Jack was about to point out that everyone gossiped, and despite what they might say, everyone enjoyed it. But he did not want the maid to interpret this as a critique of her current behavior, so he nodded yet again, prodding her on with: “Very admirable.”

“Not with the help, at least,” the maid clarified. “Maybe with her friends.”

“Her friends?” Jack echoed, padding across the room in his nightshirt. Clothing had been laid out for him, freshly washed and pressed, and it did not take more than a glance to see that they were of the finest quality.

Wyndham's, most probably. They were of a similar size. He wondered if the duke knew that his closet had been raided. Probably not.

“The Ladies Elizabeth and Amelia,” the maid said. “They live on the other side of the village. In the other big house. Not as big as this, mind you.”

“No, of course not,” Jack murmured. He decided
that this maid, whose name he really ought to learn, would be his favorite. A wealth of knowledge, she was, and all one had to do was let her get off her feet for a moment and into a comfortable chair.

“Their father's the Earl of Crowland,” the maid went on, nattering away even as Jack stepped into his dressing room to don his clothing. He supposed some men would refuse to wear the duke's attire after their altercation the day before, but it seemed to him an impractical battle to pick. Assuming he was not going to succeed in luring Miss Eversleigh into a wild orgy of abandon (at least not today), he would have to dress. And his own clothes were rather worn and dusty.

Besides, maybe it would irk his dukeliness. And Jack had judged that to be a noble pursuit, indeed.

“Does Miss Eversleigh get to spend time with the Ladies Elizabeth and Amelia very often?” he called out, pulling on his breeches. Perfect fit. How fortunate.

“No. Although they were here yesterday.”

The two girls he'd seen her with in the front drive. The blond ones. Of course. He should have realized they were sisters. He
would
have realized it, he supposed, if he'd been able to tear his eyes away from Miss Eversleigh long enough to see beyond the color of their hair.

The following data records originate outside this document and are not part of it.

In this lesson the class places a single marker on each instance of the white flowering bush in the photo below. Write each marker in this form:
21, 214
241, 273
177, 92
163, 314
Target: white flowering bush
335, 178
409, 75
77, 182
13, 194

“Lady Amelia is to be our next duchess,” the maid continued.

Jack's hands, which were doing up the buttons on Wyndham's extraordinarily well-cut linen shirt, stilled. “Really,” he said. “I did not realize the duke was betrothed.”

“Since Lady Amelia was a baby,” the maid supplied. “We'll be having a wedding soon, I think. We've got to, really. She's getting long in the tooth. I don't think her parents'll stand for much more delay.”

Jack had thought both girls had looked youthful, but he
had
been some distance away.

“Twenty-one, I think she is.”

“That old?” he murmured dryly.

“I'm seventeen,” the maid said with a sigh.

Jack decided not to comment, as he could not be sure whether she wished to be seen as older or younger than her actual years. He stepped out of the dressing room, putting the finishing touches on his cravat.

The maid jumped to her feet. “Oh, but I should not gossip.”

Jack gave her a reassuring nod. “I won't say a word. I give you my vow.”

She dashed toward the door, then turned around and said, “My name is Bess.” She bobbed a curtsy. “If you need anything.”

Jack smiled then, because he was quite certain her offer was completely innocent. There was something rather refreshing in that.

A minute after Bess left, a footman arrived, as promised by Miss Eversleigh, to escort him down to the breakfast room. He proved not nearly as informative as Bess (the footmen never were, at least not to him), and the five-minute walk was made in silence.

The fact that the trip required five minutes was not lost on Jack. If Belgrave had seemed unconscionably huge from afar, then the inside was a positive labyrinth. He was fairly certain he'd seen less than a tenth
of it, and already he'd located three staircases. There were turrets, too; he'd seen them from the outside, and almost certainly dungeons as well.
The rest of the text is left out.